Crédits photo : Yann Gourvennec
Petit erratum. Tu veux dire de 1987 à 2018 et non 1987 à 1919.
Bien vu, en effet, je corrige
Je crois bien que l’on dit aux jeunes que leur niveau baisse au moins depuis la Grèce antique,ceci en parallèle avec le déclin de l’enseignement , de l’autorité des anciens….
Le niveau du bac baisse-t-il ? Probablement, mon grand père me le disait déjà.
La question que je me pose, c’est si chaque génération sort du système éducatif avec un niveau supérieur à celui de la génération précédente et si ce niveau permet aux individus d’avoir la vie qu’il souhaite.
La réponse est sûrement plus difficile à donner !
Ouais, pas sûr qu’à la sortie du Moyen-Âge, le niveau ait tant baissé que cela…
Maintenant, avoir la vie qu’on souhaite, c’est un autre débat. J’ai croisé des gens très bien qui n’ont toujours pas trouvé la réponse à cette question un demi-siècle après leur bac…
C’est un combat ! !
Juste pour faire l’avocat du diable… Si en fait c’était le niveau d’enseignement qui avait progressé et que les élèves arrivaient mieux à assimiler et à restituer leurs connaissances, la courbe serait identique non ? Car après tout il s’agit d’un examen normé et non d’un concours…
Pas si normé que cela. Les programmes évoluent. Pour ce qui concerne les maths, par exemple, le niveau d’exigence a sombré en 30 ans.
Pour ma part je trouve cela normal. J’ai fait une année de terminale dans un lycée aux USA, les niveaux n’ont rien à voir, et je ne suis pas convaincue que notre niveau d’extrême exigence (notre terminale = un Bac+2 américain environ) soit utile. Je trouverais cela plus intelligent de réduire le temps sur les maths, la physique, la littérature etc au profit de la découverte de connaissances concrètes (la mécanique, la cuisine, l’ingénieurie, le commerce, la médecine, la poterie, la comm…). Pour pas qu’on envoie des jeunes en école spécialiste alors qu’ils n’ont jamais touché au sujet avant.
Ce serait la pire chose à faire. Le niveau en histoire et en littérature s’est effondré en 40 ans, le niveau en maths est extrêmement médiocre. L’école républicaine a pour but de créer des citoyens dotés d’un minimum de culture, son but n’est pas de servir les entreprises du marché ou l’ANPE. D’ailleurs ce but elle ne le remplit déjà plus : lorsque j’étais moi-même lycéen dans les années 80-90 j’étais déjà pleinement conscient de la nullité des programmes.

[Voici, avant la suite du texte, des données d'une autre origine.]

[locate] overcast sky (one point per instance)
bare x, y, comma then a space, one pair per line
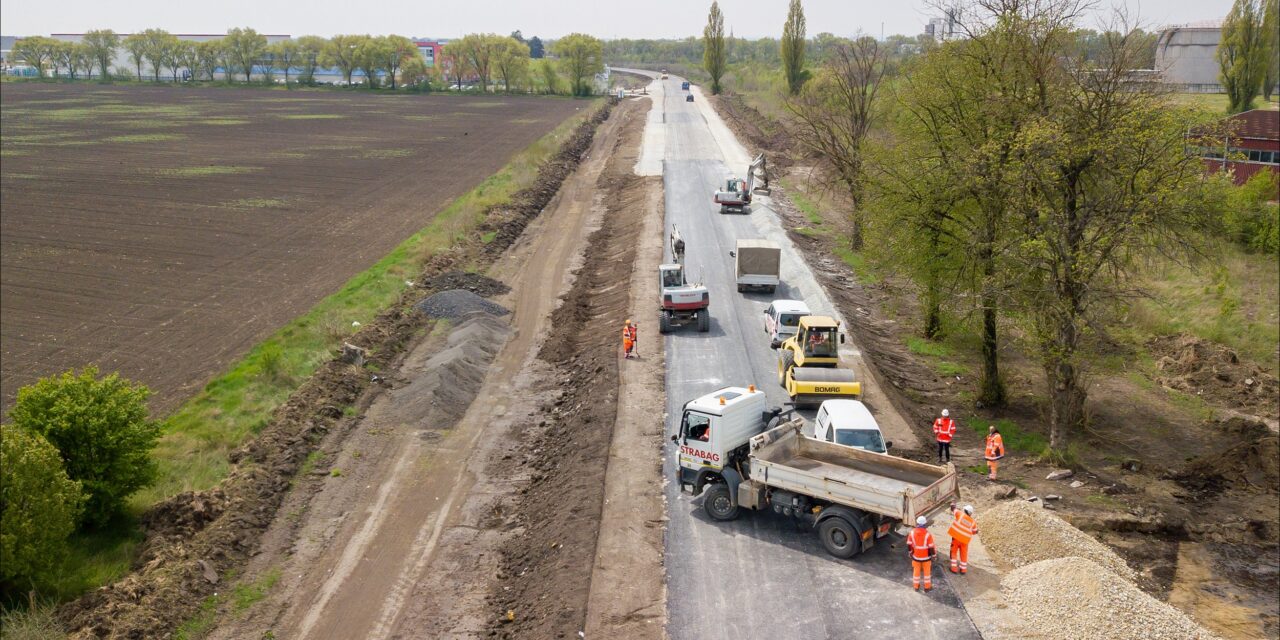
545, 18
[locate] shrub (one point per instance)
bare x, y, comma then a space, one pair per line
100, 428
39, 506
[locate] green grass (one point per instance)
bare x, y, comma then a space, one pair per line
193, 172
255, 204
145, 137
312, 117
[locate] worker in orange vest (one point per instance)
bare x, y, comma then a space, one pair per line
963, 529
629, 338
945, 429
995, 451
919, 545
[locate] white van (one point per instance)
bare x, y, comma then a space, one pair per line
849, 423
781, 320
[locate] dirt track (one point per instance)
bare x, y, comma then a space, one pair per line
160, 232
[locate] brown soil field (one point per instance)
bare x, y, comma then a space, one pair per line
163, 231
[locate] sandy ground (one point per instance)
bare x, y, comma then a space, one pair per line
383, 545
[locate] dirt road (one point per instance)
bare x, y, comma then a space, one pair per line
411, 504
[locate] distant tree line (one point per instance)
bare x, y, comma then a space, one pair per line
481, 60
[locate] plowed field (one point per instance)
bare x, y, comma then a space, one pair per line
161, 232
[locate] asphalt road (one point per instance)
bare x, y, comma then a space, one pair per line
760, 576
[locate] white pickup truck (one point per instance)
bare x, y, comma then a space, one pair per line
740, 455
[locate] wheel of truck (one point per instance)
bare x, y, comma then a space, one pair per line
718, 503
785, 361
839, 538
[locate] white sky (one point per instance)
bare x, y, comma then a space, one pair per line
545, 18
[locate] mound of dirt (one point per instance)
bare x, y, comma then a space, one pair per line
479, 284
1022, 533
455, 304
1216, 374
1073, 598
1253, 465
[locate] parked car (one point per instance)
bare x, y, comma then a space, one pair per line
782, 318
849, 423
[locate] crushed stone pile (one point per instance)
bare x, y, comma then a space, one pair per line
1073, 598
475, 283
1022, 533
456, 304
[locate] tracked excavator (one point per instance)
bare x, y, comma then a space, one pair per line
736, 195
809, 364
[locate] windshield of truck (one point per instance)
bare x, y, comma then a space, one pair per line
822, 342
863, 439
696, 426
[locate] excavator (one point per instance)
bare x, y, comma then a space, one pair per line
736, 193
809, 364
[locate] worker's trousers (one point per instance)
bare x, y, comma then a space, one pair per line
959, 556
927, 570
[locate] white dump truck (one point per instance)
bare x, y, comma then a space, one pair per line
758, 264
739, 455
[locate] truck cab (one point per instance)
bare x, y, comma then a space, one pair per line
849, 423
782, 320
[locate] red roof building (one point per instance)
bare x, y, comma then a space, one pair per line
1251, 145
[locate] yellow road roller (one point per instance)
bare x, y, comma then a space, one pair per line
809, 364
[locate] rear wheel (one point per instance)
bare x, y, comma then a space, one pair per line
839, 538
718, 503
785, 361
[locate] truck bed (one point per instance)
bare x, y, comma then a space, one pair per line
882, 484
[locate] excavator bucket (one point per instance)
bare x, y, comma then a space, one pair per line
810, 385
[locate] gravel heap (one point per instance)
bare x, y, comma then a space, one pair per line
1022, 533
455, 304
1073, 598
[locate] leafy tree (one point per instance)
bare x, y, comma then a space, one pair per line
36, 51
833, 117
713, 46
246, 46
136, 44
39, 506
341, 53
284, 54
792, 48
1240, 54
581, 56
100, 46
310, 53
511, 62
100, 428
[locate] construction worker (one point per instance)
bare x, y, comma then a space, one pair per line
919, 545
945, 429
629, 338
963, 529
995, 451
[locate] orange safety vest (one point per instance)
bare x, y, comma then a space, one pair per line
963, 528
944, 429
919, 542
995, 447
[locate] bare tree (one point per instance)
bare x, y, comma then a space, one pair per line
835, 113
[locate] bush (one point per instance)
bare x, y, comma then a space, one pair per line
100, 428
39, 506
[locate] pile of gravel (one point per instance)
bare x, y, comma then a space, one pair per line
1022, 533
1073, 598
456, 304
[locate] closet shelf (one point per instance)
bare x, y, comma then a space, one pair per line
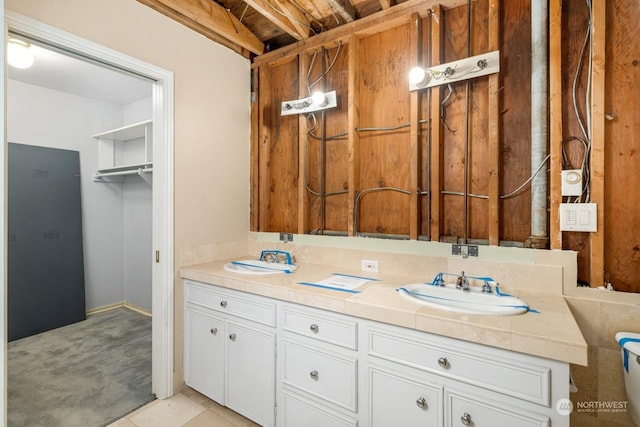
125, 141
125, 133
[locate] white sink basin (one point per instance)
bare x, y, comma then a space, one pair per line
473, 301
252, 266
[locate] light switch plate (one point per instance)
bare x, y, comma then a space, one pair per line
578, 217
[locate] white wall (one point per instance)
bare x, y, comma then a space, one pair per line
212, 120
116, 217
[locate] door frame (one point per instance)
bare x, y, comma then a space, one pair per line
162, 193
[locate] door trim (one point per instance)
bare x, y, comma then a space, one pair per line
162, 234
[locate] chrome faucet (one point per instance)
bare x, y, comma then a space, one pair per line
462, 282
486, 288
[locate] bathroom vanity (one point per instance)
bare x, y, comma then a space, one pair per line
288, 355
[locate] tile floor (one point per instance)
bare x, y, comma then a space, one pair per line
186, 409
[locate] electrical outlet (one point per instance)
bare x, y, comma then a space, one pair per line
369, 265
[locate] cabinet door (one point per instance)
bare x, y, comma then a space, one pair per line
204, 354
467, 410
396, 400
251, 364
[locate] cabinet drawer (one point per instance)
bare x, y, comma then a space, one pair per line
300, 412
397, 400
470, 363
478, 412
231, 302
330, 376
321, 325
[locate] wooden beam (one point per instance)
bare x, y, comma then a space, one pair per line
211, 20
276, 16
385, 4
437, 130
256, 120
369, 25
494, 128
555, 117
264, 151
344, 8
303, 199
353, 111
598, 88
414, 132
297, 18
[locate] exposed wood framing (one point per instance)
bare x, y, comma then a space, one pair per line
352, 124
385, 19
303, 205
414, 176
343, 8
263, 153
494, 128
385, 4
437, 129
270, 11
598, 139
256, 120
210, 19
555, 117
298, 19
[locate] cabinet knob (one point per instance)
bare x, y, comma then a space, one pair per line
466, 419
443, 362
422, 403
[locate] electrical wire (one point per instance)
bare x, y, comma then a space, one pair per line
503, 196
367, 191
331, 64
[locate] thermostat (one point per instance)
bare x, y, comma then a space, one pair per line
572, 182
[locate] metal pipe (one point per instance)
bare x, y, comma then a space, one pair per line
539, 121
467, 112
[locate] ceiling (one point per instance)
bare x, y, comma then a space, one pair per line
254, 27
56, 71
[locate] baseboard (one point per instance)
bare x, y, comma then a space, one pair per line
122, 304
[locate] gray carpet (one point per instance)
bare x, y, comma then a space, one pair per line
87, 374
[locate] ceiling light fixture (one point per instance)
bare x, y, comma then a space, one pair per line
18, 54
463, 69
316, 102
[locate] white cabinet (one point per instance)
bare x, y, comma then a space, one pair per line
335, 370
318, 368
425, 379
125, 151
230, 349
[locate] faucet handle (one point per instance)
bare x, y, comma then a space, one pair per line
486, 288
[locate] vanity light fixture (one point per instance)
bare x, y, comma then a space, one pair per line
18, 54
316, 102
462, 69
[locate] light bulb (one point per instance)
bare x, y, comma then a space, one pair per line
319, 98
419, 76
18, 54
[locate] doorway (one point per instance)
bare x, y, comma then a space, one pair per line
162, 222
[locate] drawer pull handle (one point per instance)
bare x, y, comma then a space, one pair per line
443, 362
466, 419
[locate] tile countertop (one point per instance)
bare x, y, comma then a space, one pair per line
552, 333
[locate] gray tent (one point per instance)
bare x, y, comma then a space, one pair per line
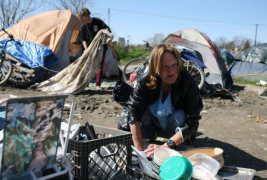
217, 77
252, 64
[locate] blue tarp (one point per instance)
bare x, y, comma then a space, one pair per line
30, 54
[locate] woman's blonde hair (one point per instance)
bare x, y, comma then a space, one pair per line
84, 12
156, 58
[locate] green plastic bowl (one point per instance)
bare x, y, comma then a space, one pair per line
175, 168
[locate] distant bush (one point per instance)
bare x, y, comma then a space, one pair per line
131, 52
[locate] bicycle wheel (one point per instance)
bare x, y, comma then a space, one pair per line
197, 73
134, 69
6, 70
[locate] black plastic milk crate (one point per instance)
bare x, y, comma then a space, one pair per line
100, 158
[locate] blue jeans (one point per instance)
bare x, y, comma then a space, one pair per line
177, 119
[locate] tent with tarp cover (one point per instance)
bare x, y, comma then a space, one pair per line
251, 64
216, 76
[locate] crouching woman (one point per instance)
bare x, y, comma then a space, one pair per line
165, 103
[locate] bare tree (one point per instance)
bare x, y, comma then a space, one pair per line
221, 42
157, 39
74, 5
12, 11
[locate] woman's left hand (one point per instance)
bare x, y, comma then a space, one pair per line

Et pas seulement des programmes. Les enseignants étaient souvent incompétents et incultes : j’ai même eu une prof d’histoire qui ignorait l’existence de l’embargo américain autour de Cuba.
Honnêtement, je ne pense pas que savoir dériver des fonctions soit essentiel à la survie dans notre monde 🙂 Le niveau en Maths en France en sortant de lycée reste loin devant de nombreux pays occidentaux. Et, même ayant fait S spé Maths, je ne cautionne pas l’admiration porté pour les maths. La plupart des métiers n’ont pas besoin d’avoir un niveau tel que celui de la terminale pour les pratiquer brillament, ils ont tout le temps de voir les intégrales et les nombres imaginaires en études sup lorsque c’est pertinent.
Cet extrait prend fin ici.